Anne-Lise Carlo (Bois-le-Duc, Pays-Bas, envoyée spéciale)

Le contexte

Début septembre, à coups d’affiches placardées et de distributions de tracts, des membres des Jeunesses communistes néerlandaises ont essayé, avant même son ouverture, de faire interdire l’exposition « Design du IIIe Reich » au Design Museum Den Bosch à Bois-le-Duc, aux Pays-Bas, dénonçant une glorification du nazisme à travers tous les objets exposés.

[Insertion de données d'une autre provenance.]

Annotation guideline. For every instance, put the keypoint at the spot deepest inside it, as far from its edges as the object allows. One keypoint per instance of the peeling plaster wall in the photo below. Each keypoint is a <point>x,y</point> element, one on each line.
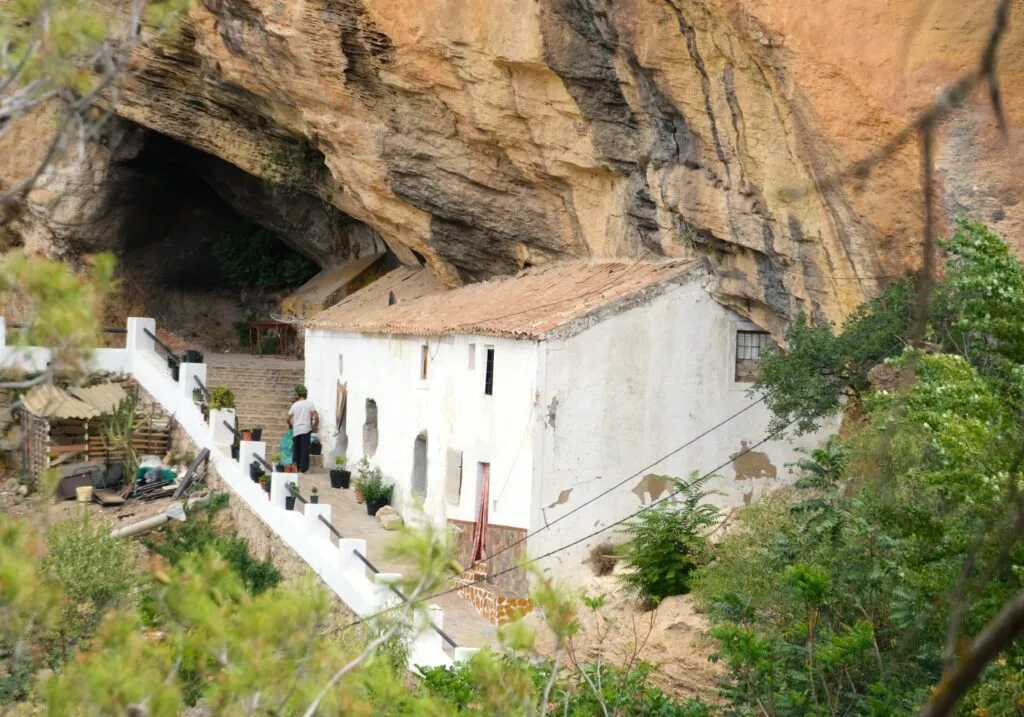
<point>450,406</point>
<point>630,389</point>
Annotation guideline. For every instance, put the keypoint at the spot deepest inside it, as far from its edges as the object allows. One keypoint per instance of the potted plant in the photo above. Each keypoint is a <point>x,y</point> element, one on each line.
<point>339,476</point>
<point>377,493</point>
<point>221,397</point>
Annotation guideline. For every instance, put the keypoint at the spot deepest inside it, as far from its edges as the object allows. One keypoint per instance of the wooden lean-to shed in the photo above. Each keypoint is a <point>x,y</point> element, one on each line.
<point>66,426</point>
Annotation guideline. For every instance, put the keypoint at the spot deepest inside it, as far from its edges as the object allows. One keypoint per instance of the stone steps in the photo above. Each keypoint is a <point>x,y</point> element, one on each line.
<point>262,396</point>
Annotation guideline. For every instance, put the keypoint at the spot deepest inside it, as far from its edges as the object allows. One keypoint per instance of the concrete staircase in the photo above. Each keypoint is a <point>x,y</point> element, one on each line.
<point>263,391</point>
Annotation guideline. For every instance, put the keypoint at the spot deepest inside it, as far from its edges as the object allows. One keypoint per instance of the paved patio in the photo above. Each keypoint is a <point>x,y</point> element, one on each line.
<point>462,621</point>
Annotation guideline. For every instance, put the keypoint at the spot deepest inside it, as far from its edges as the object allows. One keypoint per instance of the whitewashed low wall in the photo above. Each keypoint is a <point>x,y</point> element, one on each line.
<point>300,530</point>
<point>34,359</point>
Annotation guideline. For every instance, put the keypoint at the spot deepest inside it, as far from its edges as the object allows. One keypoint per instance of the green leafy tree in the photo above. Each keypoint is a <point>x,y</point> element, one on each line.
<point>65,55</point>
<point>851,593</point>
<point>61,309</point>
<point>668,542</point>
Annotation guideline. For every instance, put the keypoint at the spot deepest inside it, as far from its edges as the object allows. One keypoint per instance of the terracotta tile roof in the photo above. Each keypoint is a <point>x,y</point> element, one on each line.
<point>530,304</point>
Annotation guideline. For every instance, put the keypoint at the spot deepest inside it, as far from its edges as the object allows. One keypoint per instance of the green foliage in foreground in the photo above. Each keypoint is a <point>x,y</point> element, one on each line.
<point>975,312</point>
<point>836,597</point>
<point>199,535</point>
<point>669,542</point>
<point>622,691</point>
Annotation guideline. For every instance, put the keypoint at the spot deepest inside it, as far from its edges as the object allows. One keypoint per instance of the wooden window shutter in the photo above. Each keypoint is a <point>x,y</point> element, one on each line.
<point>453,476</point>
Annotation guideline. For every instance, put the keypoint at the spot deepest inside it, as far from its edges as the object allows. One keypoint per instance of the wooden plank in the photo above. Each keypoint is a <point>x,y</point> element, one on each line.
<point>68,449</point>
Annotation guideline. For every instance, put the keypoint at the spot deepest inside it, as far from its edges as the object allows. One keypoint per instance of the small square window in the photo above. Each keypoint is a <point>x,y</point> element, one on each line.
<point>488,376</point>
<point>750,344</point>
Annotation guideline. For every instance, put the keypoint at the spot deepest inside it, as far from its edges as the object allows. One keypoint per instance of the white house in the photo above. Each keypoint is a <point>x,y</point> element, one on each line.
<point>512,402</point>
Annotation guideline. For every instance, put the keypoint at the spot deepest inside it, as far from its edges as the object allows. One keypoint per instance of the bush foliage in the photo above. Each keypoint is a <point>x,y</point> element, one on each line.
<point>838,597</point>
<point>669,542</point>
<point>260,260</point>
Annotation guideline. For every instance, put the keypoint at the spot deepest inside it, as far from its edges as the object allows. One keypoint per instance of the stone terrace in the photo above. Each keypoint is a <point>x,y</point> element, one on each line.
<point>264,388</point>
<point>462,621</point>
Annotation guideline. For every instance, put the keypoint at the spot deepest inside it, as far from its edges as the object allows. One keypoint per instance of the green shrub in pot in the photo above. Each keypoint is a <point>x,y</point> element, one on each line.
<point>221,397</point>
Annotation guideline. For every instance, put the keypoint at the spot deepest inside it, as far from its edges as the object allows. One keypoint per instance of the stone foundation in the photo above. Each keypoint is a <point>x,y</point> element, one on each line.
<point>513,580</point>
<point>496,608</point>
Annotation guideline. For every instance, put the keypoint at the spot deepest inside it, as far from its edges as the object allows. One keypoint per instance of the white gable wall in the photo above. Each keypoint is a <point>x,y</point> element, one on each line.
<point>625,392</point>
<point>451,406</point>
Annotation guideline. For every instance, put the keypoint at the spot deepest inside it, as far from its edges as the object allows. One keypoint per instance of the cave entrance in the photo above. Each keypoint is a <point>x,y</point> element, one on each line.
<point>205,247</point>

Des associations juives se sont aussi émues de la tenue d’un projet jugé « bizarre et de mauvais goût ». Si le directeur du musée, Timo de Rijk, affirme avoir travaillé « en concertation avec la communauté juive très en amont de l’ouverture », il n’a pu éviter la polémique. « Le fait que cette exposition ait lieu aux Pays-Bas n’est pas anodin », explique Géraldine Schwarz, journaliste et auteure du livre Les Amnésiques (Flammarion, 2017), une enquête sur sa famille et les Mitläufer, « ceux qui marchent avec le courant ». « Ce pays, occupé par le IIIe Reich pendant la guerre, a un rapport trouble avec ce passé. Il n’a certes pas collaboré de plein gré avec l’Allemagne nazie comme la France, mais sa culture excessive du consensus a facilité la déportation de 75 % de ses juifs, soit le pourcentage le plus élevé d’Europe après les pays baltes. Si le pays a reconnu la souffrance des juifs dès les années 1960 et que la population est l’une des rares d’Europe, avec les Allemands, à s’être interrogée sur son rôle de “Mitläufer”, le gouvernement reste l’un des seuls d’Europe à ne pas avoir officiellement reconnu la part de responsabilité des autorités dans la déportation des juifs. » Plus d’un mois après l’ouverture de l’exposition, la polémique a cédé la place à la curiosité, entraînant des flots de visiteurs.